Virtual assistants on mobile phones are becoming smarter
Siri, Google Now and Microsoft’s Cortana are evolving, but other players might beat them to the punch.
VIDEO: How Australian start-ups can achieve world domination
GRAPHIC: How does Australia compare with the rest of the world?
QUIZ: How much do you really know about startups?
Virtual assistant services like Apple’s Siri, Google Now and Microsoft’s Cortana are evolving out of their voice-centric shells into something more useful. But there are other players with grander visions that might beat them to the punch.
While the tech giants tout their potential, current voice assistant services see little day-to-day use and rarely work as expected. How many times have you queried Google Now, Siri or Cortana only to be greeted with a Google or Bing search in response? And even if voice assistants were more helpful, how many people really want to bark orders at their phone on a frequent basis? That’s why Apple, Google and Microsoft are pushing to transform the likes of Siri and Cortana from their ‘‘passive’’ forms to more ‘‘active’’ ones, where the virtual assistant does useful things before it’s prompted.
You can see shades of this transformation with Google Now when it scans your communications for upcoming events and automatically puts it in your calendar. Siri’s ‘‘Proactive’’ feature in iOS 9 will cross-check your emails for potential names during an incoming call while Cortana will remind you to file that expense report the next time you call accounts.
Facebook has also entered the fray with its unique take on the virtual assistant with ‘‘M’’, which is powered by a mix of real-life people and AI algorithms. The human element allows it to fulfil requests that its competitors can’t, such as making restaurant reservations on your behalf, finding a birthday gift for your spouse or booking weekend getaways. The service is integrated into Facebook’s existing Messenger app and instead of voice commands, requests need to be typed in. The lack of OS level integration means that M lacks the immediacy of its big name competitors. That said, it will be interesting to see how Facebook develops the product over time as it learns more about the personal habits of its users.

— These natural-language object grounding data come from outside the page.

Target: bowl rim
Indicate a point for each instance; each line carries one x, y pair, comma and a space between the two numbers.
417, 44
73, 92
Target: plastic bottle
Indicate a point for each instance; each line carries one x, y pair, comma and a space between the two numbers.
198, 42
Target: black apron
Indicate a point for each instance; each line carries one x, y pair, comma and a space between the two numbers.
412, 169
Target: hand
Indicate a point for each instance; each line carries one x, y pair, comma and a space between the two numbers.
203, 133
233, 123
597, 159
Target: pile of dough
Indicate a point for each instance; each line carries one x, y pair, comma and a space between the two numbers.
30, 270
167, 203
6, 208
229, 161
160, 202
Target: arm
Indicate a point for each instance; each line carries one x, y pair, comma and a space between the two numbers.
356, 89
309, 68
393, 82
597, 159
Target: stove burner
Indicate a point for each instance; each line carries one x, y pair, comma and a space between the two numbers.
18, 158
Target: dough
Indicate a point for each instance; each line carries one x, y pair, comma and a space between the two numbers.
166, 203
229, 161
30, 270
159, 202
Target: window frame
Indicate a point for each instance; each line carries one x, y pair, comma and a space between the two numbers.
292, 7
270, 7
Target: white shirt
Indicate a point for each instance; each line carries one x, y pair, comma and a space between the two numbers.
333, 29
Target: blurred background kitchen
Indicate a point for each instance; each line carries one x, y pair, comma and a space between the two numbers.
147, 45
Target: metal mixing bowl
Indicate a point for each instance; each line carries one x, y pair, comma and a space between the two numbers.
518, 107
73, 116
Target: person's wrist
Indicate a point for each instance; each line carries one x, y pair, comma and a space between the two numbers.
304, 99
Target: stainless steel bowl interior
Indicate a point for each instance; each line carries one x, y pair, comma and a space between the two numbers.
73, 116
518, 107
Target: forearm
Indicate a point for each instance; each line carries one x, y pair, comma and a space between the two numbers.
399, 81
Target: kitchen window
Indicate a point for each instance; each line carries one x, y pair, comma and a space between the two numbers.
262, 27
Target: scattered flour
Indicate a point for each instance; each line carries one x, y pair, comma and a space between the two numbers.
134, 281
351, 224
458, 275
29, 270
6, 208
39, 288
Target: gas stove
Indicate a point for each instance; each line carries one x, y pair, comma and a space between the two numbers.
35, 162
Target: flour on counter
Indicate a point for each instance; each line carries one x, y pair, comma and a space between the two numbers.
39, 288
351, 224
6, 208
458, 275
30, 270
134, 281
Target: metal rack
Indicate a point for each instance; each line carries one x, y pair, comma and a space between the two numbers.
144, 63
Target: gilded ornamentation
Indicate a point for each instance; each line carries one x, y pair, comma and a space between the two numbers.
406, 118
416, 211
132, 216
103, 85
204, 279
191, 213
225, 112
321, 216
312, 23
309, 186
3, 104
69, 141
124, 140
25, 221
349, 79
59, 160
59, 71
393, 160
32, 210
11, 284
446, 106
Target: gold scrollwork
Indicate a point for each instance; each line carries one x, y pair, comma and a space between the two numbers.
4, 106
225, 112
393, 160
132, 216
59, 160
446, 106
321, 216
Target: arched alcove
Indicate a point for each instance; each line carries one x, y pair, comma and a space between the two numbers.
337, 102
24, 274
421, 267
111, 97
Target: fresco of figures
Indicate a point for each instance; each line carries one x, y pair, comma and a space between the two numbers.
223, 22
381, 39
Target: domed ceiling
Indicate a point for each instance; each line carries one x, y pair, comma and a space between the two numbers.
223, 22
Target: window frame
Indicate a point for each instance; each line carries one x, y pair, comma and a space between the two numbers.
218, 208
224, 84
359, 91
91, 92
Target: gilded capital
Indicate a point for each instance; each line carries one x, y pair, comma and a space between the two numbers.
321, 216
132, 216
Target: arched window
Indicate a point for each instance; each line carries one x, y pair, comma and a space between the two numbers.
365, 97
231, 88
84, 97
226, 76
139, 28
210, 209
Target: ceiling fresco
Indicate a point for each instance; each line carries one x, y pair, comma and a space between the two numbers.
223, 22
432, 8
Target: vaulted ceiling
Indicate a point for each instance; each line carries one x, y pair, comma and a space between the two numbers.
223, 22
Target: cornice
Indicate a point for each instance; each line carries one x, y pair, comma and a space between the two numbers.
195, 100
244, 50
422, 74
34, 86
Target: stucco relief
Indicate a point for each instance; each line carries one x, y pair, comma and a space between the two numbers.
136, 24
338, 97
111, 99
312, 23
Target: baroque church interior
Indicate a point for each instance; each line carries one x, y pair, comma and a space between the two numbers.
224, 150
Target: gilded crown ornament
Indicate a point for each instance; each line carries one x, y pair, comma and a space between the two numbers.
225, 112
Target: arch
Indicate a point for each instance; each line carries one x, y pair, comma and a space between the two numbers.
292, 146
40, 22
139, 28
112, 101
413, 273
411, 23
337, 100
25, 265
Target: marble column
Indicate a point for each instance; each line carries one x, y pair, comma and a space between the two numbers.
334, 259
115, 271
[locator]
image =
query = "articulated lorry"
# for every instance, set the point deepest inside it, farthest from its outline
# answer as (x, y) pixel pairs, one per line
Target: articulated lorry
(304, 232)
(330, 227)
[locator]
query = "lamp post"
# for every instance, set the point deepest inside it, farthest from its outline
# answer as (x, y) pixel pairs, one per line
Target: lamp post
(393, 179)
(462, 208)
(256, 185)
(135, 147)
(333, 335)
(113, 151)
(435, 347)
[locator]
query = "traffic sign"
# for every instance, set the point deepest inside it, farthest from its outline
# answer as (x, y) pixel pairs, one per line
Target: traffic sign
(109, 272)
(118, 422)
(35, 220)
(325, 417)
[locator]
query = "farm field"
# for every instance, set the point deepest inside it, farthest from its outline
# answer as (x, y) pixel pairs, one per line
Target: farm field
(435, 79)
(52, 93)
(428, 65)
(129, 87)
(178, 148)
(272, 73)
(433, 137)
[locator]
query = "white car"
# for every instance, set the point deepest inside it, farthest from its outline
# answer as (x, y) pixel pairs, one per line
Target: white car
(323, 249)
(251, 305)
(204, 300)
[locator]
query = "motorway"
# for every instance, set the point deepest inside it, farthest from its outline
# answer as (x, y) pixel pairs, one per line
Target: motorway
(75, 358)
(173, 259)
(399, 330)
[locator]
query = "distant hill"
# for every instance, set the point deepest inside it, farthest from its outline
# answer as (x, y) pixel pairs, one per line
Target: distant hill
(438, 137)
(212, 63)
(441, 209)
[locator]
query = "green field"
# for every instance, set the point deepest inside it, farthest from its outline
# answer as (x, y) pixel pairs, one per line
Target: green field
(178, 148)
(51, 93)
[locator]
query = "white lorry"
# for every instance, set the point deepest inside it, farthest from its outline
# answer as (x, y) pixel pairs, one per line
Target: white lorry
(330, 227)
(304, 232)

But the big four aren’t the only ones pushing the boundaries.
The virtual assistance app from SoundHound (the company behind the popular music identification app) in many ways puts the likes of Cortana, Siri and Google Now to shame with its speed, accuracy and ability to reply to increasingly complicated requests.
Hound has generated a great deal of buzz ever since the company’s CEO, Keyvan Mohajer, released a demo on YouTube showing the app in action. The video racked up 1.5 million views in a few days. The company has since released the app in beta form and while it might seem like it has come out of nowhere, Mohajer and his team have been working on the voice recognition and the natural language understanding tech that powers Hound for over a decade. It wasn’t until the success of SoundHound that they were finally able to throw the necessary funds and resources at the project.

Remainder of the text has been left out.